Thursday, September 3, 2009

Review: "Chord: A Scalable Peer-to-peer Lookup Service for Internet Applications"

In a peer-to-peer system, it is trivial to find the location of the source computer or node that carries/stores a particular data item. Discussed in the paper [1], is a distributed lookup protocol called Chord, which was described to provide and support a single operation. This operation involves the mapping of a key onto a node when given a key. As mentioned by the authors of the paper, the Chord protocol uses consistent-hashing technique (i.e., SHA-1) in assigning keys to Chord nodes, which in effect balances the load of the nodes since all of them receive the same number of keys.

Based on their conducted experiments and simulations, Chord was said to be adaptable to system changes. They also confirmed that Chord scales well with the number of nodes; recovers from large numbers of simultaneous node joins and failures; and returns most looups correctly.

Also, based on the discussed features of the Chord protocol, it appears that Chord does not only have a very well-thought system design but is also a very attractive protocol that can be implemented in a large-scale distributed peer-to-peer systems or applications.

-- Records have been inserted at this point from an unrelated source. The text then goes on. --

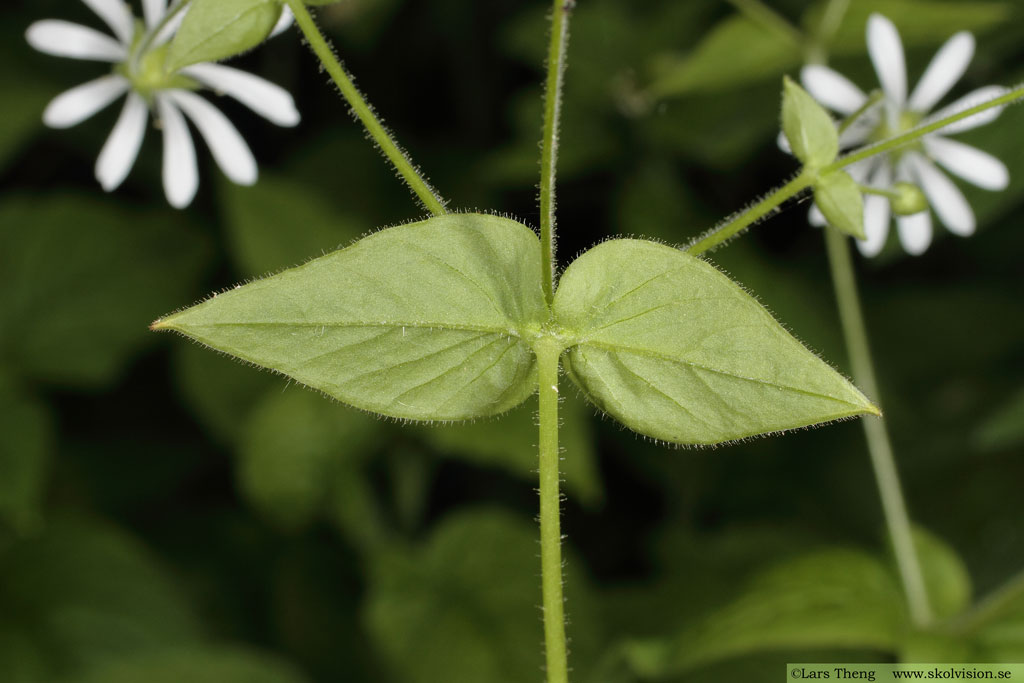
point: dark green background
(167, 512)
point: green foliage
(213, 665)
(85, 592)
(280, 223)
(832, 598)
(675, 350)
(297, 449)
(946, 580)
(453, 608)
(422, 322)
(735, 52)
(76, 276)
(219, 29)
(810, 130)
(511, 443)
(839, 198)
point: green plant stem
(548, 352)
(770, 19)
(151, 35)
(744, 219)
(757, 212)
(428, 197)
(549, 141)
(879, 445)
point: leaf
(219, 29)
(294, 447)
(510, 442)
(422, 322)
(26, 450)
(677, 351)
(462, 605)
(832, 598)
(80, 275)
(219, 391)
(839, 198)
(280, 223)
(808, 127)
(734, 52)
(200, 665)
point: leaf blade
(675, 350)
(421, 322)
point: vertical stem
(549, 142)
(548, 352)
(364, 112)
(879, 444)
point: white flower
(915, 163)
(137, 51)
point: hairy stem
(744, 219)
(548, 352)
(757, 212)
(879, 445)
(549, 142)
(427, 196)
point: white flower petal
(285, 23)
(117, 15)
(977, 167)
(946, 199)
(833, 89)
(877, 214)
(945, 69)
(229, 151)
(269, 100)
(815, 217)
(914, 232)
(65, 39)
(973, 98)
(154, 10)
(180, 172)
(75, 105)
(887, 54)
(121, 148)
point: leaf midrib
(668, 358)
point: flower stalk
(879, 445)
(428, 197)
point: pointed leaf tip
(677, 351)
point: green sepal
(216, 30)
(808, 127)
(425, 322)
(838, 196)
(677, 351)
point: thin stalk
(427, 196)
(744, 219)
(770, 19)
(879, 445)
(922, 130)
(549, 141)
(757, 212)
(548, 352)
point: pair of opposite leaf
(437, 321)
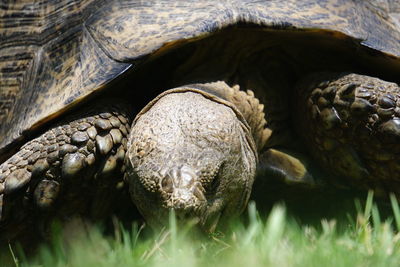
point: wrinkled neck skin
(189, 151)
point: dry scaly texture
(64, 170)
(55, 53)
(191, 152)
(352, 124)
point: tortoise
(183, 104)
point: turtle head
(190, 153)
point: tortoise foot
(78, 162)
(351, 124)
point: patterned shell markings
(54, 53)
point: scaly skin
(194, 149)
(189, 151)
(351, 124)
(73, 168)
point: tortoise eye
(167, 184)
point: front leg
(73, 168)
(351, 124)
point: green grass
(277, 240)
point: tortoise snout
(183, 190)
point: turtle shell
(54, 54)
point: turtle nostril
(167, 184)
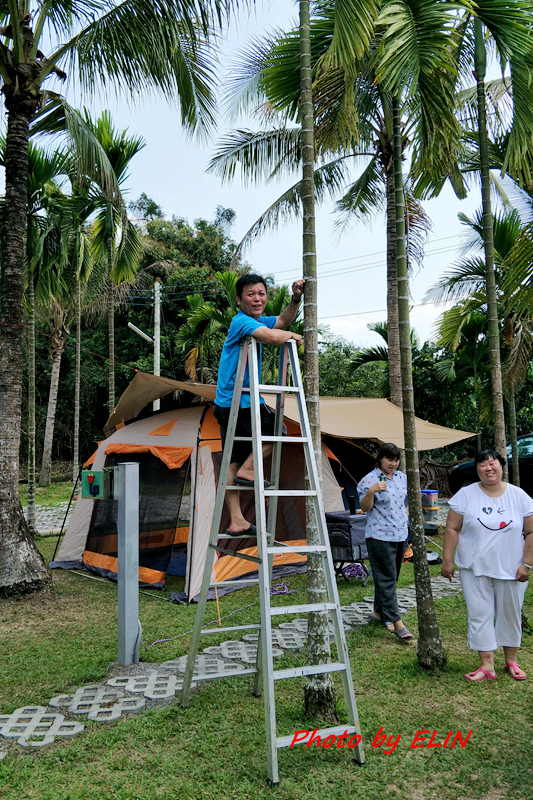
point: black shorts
(241, 450)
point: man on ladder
(251, 293)
(239, 383)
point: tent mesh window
(160, 493)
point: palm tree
(508, 24)
(136, 46)
(44, 170)
(115, 237)
(421, 50)
(414, 64)
(466, 282)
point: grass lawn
(216, 747)
(47, 495)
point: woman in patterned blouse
(383, 495)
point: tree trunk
(319, 692)
(488, 242)
(513, 434)
(393, 331)
(58, 345)
(30, 503)
(21, 566)
(111, 324)
(430, 650)
(77, 382)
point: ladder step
(284, 439)
(205, 631)
(311, 548)
(266, 388)
(310, 669)
(302, 609)
(236, 553)
(214, 676)
(290, 492)
(286, 741)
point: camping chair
(347, 540)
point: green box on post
(92, 484)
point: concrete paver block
(205, 664)
(36, 726)
(86, 699)
(126, 705)
(100, 703)
(242, 651)
(154, 685)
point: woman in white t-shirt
(486, 527)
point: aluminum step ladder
(267, 548)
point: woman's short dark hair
(388, 450)
(248, 280)
(484, 455)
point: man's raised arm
(288, 315)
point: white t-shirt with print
(491, 541)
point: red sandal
(486, 676)
(513, 669)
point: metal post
(127, 493)
(157, 335)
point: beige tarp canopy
(345, 417)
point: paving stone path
(145, 685)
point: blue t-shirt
(387, 519)
(241, 325)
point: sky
(352, 275)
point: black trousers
(386, 560)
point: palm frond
(365, 196)
(142, 45)
(355, 22)
(90, 158)
(466, 277)
(519, 358)
(257, 154)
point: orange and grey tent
(174, 448)
(179, 452)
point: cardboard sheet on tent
(166, 446)
(345, 417)
(190, 437)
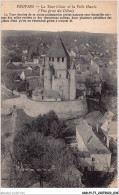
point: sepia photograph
(59, 94)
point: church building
(59, 75)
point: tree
(49, 124)
(32, 151)
(23, 86)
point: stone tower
(72, 82)
(57, 71)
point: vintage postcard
(59, 97)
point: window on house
(93, 159)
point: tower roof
(57, 49)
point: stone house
(93, 154)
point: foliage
(43, 155)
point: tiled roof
(57, 49)
(92, 142)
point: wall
(61, 86)
(58, 65)
(72, 85)
(81, 145)
(101, 163)
(64, 109)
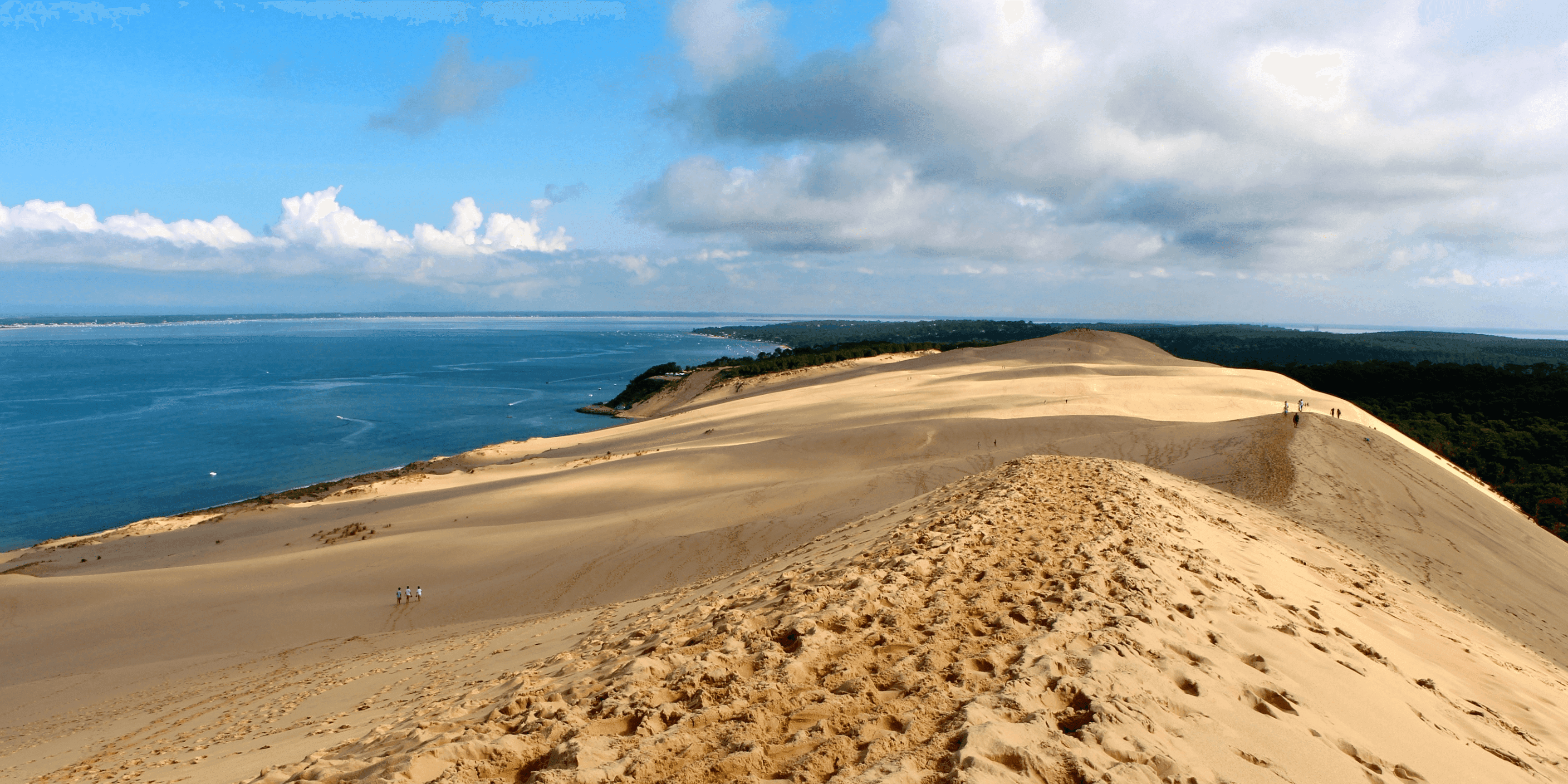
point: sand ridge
(1051, 620)
(567, 537)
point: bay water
(106, 426)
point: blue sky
(1343, 162)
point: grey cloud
(1070, 135)
(457, 88)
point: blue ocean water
(106, 426)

Further, Chord seems to be suited in other applications such as in the field of mobile adhoc networks. In this regard, future researchers may extend Chord's functionalities in the implementation of MANET's.

Reference:
[1] Ion Stoica, Robert Morris, David Karger. M. Frans Kaashoek, and Hari Balakrishnan. Chord: A Scalable Peer-to-Peer Lookup Service for Internet Applications. AACM SIGCOMM '01. August 2001.